Return whether a series fails WMO criteria for missing days.

The World Meteorological Organisation recommends that where monthly means are computed from daily values, it should considered missing if either of these two criteria are met:

– observations are missing for 11 or more days during the month; – observations are missing for a period of 5 or more consecutive days during the month.

Stricter criteria are sometimes used in practice, with a tolerance of 5 missing values or 3 consecutive missing values.

Parameters
  • da (DataArray) – Input array.

  • freq (str) – Resampling frequency.

  • nm (int) – Number of missing values per month that should not be exceeded.

  • nc (int) – Number of consecutive missing values per month that should not be exceeded.

  • src_timestep ({“D”}) – Expected input frequency. Only daily values are supported.

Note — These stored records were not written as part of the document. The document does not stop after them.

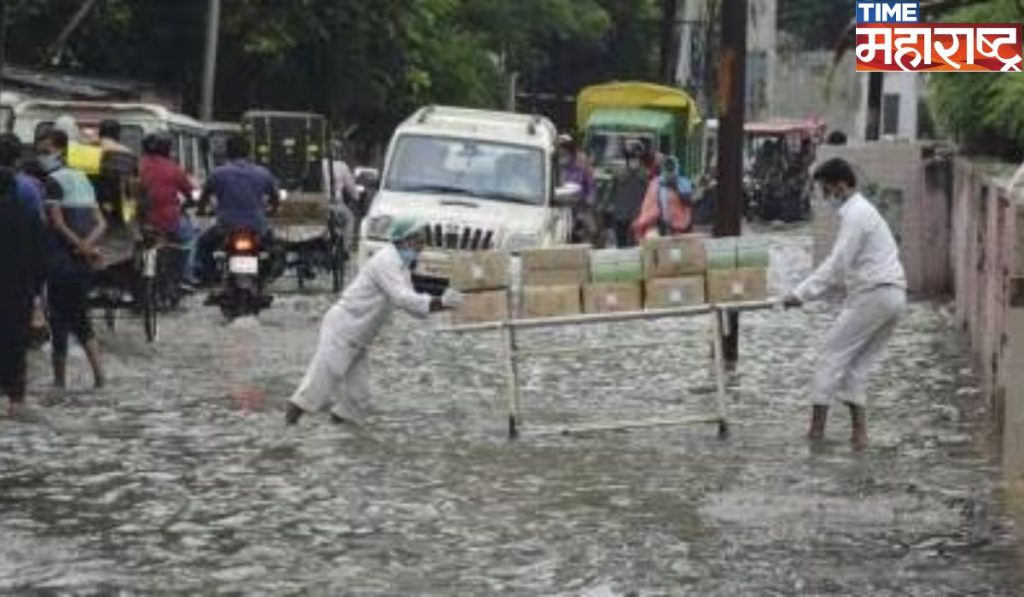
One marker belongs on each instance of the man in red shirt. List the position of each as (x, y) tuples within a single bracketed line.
[(164, 184)]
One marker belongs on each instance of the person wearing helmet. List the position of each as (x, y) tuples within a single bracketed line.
[(668, 206), (576, 168), (165, 187), (338, 376)]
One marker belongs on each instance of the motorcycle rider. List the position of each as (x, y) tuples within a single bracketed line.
[(164, 184), (246, 194)]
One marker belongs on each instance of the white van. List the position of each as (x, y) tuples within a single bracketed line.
[(480, 180)]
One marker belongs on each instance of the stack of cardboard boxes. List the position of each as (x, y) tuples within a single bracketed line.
[(553, 280), (665, 273), (675, 267), (615, 282), (737, 269), (483, 276)]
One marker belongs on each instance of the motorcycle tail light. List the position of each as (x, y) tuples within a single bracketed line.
[(244, 244)]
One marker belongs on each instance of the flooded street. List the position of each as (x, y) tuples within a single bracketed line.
[(180, 476)]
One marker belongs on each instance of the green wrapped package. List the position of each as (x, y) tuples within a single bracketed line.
[(721, 253), (615, 265), (753, 252)]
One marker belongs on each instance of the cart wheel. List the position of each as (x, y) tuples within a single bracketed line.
[(150, 310), (723, 430)]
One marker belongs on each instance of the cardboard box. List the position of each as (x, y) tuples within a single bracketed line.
[(616, 265), (675, 256), (737, 286), (612, 298), (753, 252), (555, 278), (671, 293), (721, 253), (482, 307), (479, 270), (550, 301), (565, 257)]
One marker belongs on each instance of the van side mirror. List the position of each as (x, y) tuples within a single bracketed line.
[(568, 195), (368, 177)]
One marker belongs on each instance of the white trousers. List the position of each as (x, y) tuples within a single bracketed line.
[(338, 375), (855, 343)]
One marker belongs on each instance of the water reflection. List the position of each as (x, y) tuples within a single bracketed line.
[(181, 478)]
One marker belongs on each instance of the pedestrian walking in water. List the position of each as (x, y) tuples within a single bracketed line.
[(23, 268), (338, 376), (77, 225), (865, 263), (627, 197)]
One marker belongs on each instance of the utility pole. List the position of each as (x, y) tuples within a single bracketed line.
[(731, 108), (670, 40), (3, 39), (872, 131), (210, 65)]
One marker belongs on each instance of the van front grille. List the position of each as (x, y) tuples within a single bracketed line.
[(460, 238)]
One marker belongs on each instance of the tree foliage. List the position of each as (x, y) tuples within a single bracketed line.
[(370, 62)]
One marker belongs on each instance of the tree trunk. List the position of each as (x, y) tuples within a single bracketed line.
[(69, 30)]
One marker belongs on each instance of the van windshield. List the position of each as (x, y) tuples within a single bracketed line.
[(609, 146), (470, 167)]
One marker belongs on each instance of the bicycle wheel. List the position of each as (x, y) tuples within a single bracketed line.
[(339, 257)]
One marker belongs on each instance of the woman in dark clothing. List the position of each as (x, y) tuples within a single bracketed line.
[(23, 267)]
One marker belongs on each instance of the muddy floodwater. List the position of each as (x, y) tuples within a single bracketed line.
[(180, 476)]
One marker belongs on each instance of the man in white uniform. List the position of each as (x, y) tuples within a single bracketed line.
[(865, 262), (339, 374)]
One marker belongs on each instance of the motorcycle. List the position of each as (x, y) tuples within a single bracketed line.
[(244, 266)]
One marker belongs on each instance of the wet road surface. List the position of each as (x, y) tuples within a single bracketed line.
[(181, 478)]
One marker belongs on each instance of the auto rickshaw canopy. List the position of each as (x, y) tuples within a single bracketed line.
[(638, 96), (631, 120)]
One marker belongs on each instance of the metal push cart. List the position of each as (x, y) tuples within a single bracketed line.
[(512, 354)]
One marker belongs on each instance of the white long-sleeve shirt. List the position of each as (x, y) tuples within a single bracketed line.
[(864, 256), (344, 180), (383, 283)]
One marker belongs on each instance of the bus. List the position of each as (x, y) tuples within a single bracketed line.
[(190, 146)]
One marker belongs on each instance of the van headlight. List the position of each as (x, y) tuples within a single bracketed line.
[(519, 241), (378, 227)]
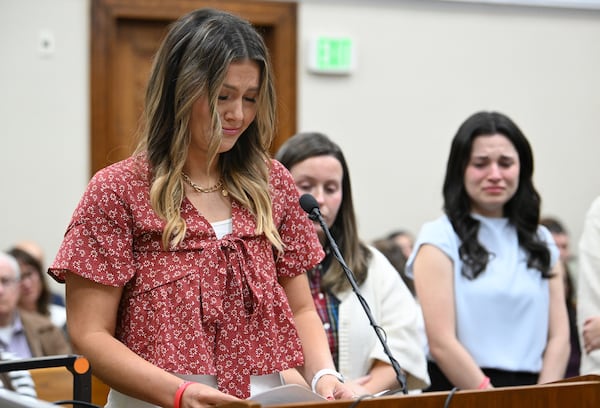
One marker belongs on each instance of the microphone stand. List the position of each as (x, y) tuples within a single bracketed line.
[(315, 215)]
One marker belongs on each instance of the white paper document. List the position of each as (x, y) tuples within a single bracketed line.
[(286, 394)]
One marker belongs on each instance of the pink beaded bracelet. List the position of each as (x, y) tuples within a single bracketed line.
[(179, 393)]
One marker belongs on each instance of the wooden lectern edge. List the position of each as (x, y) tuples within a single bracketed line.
[(425, 399)]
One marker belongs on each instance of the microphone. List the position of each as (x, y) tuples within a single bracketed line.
[(310, 205)]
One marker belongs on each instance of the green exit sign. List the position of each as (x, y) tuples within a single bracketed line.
[(332, 55)]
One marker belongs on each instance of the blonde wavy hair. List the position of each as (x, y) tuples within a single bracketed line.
[(191, 62)]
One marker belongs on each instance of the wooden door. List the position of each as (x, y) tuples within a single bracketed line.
[(125, 34)]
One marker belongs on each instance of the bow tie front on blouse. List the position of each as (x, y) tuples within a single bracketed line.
[(230, 298)]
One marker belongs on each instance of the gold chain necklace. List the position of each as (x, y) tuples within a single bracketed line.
[(200, 189)]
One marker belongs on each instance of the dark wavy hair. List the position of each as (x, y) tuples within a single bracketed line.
[(303, 146), (522, 210)]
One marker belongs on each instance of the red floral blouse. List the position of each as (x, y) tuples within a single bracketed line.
[(209, 306)]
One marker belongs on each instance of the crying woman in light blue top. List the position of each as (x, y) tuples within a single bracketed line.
[(485, 272)]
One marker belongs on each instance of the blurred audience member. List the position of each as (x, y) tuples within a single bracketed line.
[(395, 254), (561, 238), (405, 241), (25, 334), (588, 295), (35, 250), (35, 294), (392, 251)]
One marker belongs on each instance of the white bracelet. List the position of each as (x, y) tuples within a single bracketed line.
[(321, 373)]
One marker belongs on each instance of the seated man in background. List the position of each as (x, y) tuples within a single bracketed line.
[(25, 334)]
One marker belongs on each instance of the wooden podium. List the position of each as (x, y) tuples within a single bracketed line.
[(574, 392)]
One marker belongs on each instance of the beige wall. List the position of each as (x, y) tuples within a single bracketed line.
[(423, 66)]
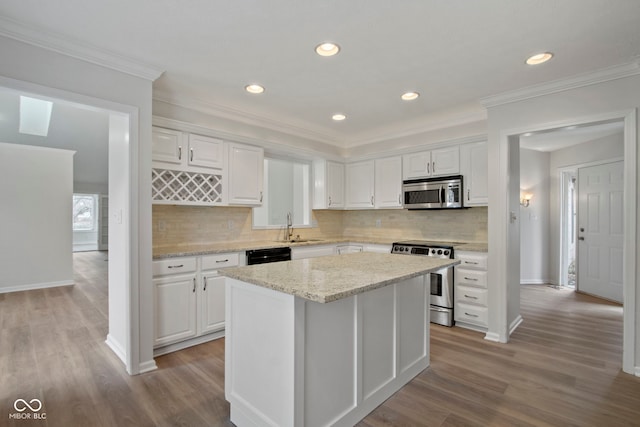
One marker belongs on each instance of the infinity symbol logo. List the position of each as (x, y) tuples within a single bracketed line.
[(26, 405)]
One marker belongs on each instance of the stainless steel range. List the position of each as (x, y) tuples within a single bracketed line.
[(441, 280)]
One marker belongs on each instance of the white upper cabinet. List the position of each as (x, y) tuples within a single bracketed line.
[(205, 151), (440, 162), (246, 166), (328, 185), (388, 183), (473, 166), (167, 146), (360, 185)]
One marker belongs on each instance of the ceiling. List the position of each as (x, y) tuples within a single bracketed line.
[(71, 127), (452, 52)]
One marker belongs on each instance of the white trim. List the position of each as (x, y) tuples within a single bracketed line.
[(32, 286), (514, 325), (580, 80), (76, 49)]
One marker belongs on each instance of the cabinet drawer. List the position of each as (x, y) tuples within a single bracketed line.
[(471, 314), (213, 262), (471, 277), (173, 266), (478, 262), (471, 295)]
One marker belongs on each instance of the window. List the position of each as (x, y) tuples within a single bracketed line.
[(85, 212), (287, 190)]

  • **indexer ({dim: indexer, }, optional) – Time attribute and values over which to subset the array. For example, use season=’DJF’ to select winter Time attribute and values over which to subset the array. For example, use season=’DJF’ to select winter values, month=1 to select January, or month=[6,7,8] to select summer months. If not indexer is given, all values are considered.

Returns

out (DataArray) – A boolean array set to True if period has missing values.

Notes

If used at frequencies larger than a month, for example on an annual or seasonal basis, the function will return True if any month within a period is missing.

xclim.core.missing.missing_from_context(da, freq, src_timestep=None, **indexer)[source]

Return whether each element of the resampled da should be considered missing according to the currently set options in xclim.set_options.

See xclim.set_options and xclim.core.options.register_missing_method.